Oil prices rose Monday on hopes of more US financial stimulus aimed at boosting the world's biggest economy, a prospect that was helping to offset disappointing Chinese data, analysts said.
Brent North Sea crude for delivery in October gained 73 cents to $114.98 a barrel in London morning trade.
New York's main contract, light sweet crude for October, climbed 15 cents to $96.57 a barrel.
"Friday's unexpectedly poor US labour market data are giving a boost to commodity prices... for this makes it appear almost certain that the US Federal Reserve will announce a further round of quantitative easing (stimulus) at its meeting later this week," said Commerzbank analysts in a note to clients.
Official data released Friday showed the United States, which is the world's largest oil consumer, added just 96,000 jobs last month, convincing many that the Fed would agree at its policy meeting Thursday to another round of bond purchases, or quantitative easing, to pump the economy with more fresh cash.
Hopes of fresh stimulus offset data showing Chinese industrial production increasing 8.9 percent year-on-year last month -- the lowest figure since May 2009.
China's economy has seen a marked easing over the past year, expanding 7.6 percent in the second quarter of 2012, the worst performance in three years and the sixth straight quarter of slowing. China is the world's biggest consumer of energy.

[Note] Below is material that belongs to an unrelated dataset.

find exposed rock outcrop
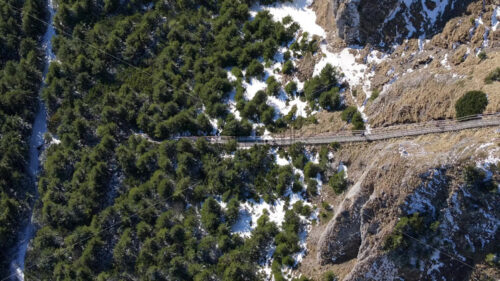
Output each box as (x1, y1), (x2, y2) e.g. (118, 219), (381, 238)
(300, 129), (500, 280)
(313, 0), (479, 46)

Elsewhere, Saudi oil minister Ali al-Naimi said on Monday that rising oil prices were not justified by market fundamentals, stressing that supply and demand are balanced.

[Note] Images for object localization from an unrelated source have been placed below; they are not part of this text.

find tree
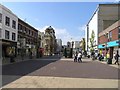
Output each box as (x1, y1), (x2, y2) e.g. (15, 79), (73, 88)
(89, 30), (95, 52)
(81, 38), (85, 52)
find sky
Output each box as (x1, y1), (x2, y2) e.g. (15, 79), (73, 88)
(2, 2), (111, 45)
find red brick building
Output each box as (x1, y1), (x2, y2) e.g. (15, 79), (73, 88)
(98, 20), (120, 59)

"Saudi Arabia is concerned about rising oil prices in the international oil market. The current high price of oil is simply not supported by market fundamentals," he said in a statement.
"The market is well balanced, forward cover remains within an acceptable range and inventories are more than adequate," he added.
Saudi Arabia is the biggest oil producer within the 12-nation Organization of Petroleum Exporting Countries. The Vienna-based cartel accounts for about 40 percent of global crude supplies.